Nor are the uninsured necessarily poor. A new study by June O’Neill, former director of the Congressional Budget Office, found that 43 percent of the uninsured have incomes higher than 250 percent of the poverty level ($55,125 for a family of four). And slightly more than a third have incomes in excess of $66,000. A second study, by Mark Pauly of the University of Pennsylvania and Kate Bundorf of Stanford, concluded that nearly three‐quarters of the uninsured could afford coverage but chose not to purchase it.
And most of the uninsured are young and in good health. According to the CBO, roughly 60 percent are under the age of 35, and fully 86 percent report that they are in good or excellent health.

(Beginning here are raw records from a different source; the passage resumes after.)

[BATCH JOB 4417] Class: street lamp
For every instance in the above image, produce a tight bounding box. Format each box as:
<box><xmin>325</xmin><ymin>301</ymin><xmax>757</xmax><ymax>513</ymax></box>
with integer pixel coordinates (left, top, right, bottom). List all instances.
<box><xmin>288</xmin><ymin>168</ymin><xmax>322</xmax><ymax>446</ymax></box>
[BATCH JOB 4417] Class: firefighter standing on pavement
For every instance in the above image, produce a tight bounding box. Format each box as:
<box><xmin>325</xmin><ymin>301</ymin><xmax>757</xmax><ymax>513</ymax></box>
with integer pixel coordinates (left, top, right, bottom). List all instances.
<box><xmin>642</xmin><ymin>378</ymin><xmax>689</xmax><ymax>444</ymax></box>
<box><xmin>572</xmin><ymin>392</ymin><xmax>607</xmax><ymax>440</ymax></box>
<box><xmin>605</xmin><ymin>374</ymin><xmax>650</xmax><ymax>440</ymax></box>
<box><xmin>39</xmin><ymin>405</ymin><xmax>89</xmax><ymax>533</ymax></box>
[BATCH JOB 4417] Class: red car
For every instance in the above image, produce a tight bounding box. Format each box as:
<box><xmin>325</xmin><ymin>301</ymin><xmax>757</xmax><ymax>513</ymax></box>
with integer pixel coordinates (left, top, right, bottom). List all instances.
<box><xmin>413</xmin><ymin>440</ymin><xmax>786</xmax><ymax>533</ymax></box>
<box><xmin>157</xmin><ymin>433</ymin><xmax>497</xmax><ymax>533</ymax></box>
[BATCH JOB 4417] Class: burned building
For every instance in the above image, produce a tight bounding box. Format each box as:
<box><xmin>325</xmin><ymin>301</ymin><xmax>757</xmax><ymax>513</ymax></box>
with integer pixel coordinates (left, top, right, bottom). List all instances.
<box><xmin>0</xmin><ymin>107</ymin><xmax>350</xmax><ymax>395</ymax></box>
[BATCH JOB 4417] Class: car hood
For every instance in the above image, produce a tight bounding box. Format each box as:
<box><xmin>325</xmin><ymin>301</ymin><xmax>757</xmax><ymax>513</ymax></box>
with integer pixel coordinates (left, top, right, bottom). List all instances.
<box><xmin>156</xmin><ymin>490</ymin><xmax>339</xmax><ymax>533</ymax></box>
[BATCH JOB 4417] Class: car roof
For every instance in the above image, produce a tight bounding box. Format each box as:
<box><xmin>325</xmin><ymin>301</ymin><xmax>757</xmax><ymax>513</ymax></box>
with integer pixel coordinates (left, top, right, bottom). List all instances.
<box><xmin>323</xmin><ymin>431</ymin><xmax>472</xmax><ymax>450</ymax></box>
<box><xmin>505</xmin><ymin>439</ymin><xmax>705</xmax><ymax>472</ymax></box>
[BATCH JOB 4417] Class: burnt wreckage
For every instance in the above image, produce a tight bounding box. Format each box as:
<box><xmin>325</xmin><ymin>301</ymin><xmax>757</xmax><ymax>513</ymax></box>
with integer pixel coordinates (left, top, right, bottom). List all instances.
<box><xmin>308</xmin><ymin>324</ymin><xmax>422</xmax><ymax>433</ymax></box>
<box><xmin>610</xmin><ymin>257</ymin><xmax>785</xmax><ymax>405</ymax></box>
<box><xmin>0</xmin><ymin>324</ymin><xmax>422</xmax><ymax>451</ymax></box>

Finally, when we hear about 45 million Americans without health insurance, it conjures up the notion that all of those are born without health insurance, die without health insurance, and are never insured in between. The reality is that most people without health insurance are uninsured for a relatively short period of time.
Only about 30 percent of the uninsured remain so for more than a year, approximately 16 percent for two years, and less than 2.5 percent for three years or longer. About half are uninsured for six months or less. Notably, because health insurance is too often tied to employment, the working poor who cycle in and out of the job market also cycle in and out of health insurance.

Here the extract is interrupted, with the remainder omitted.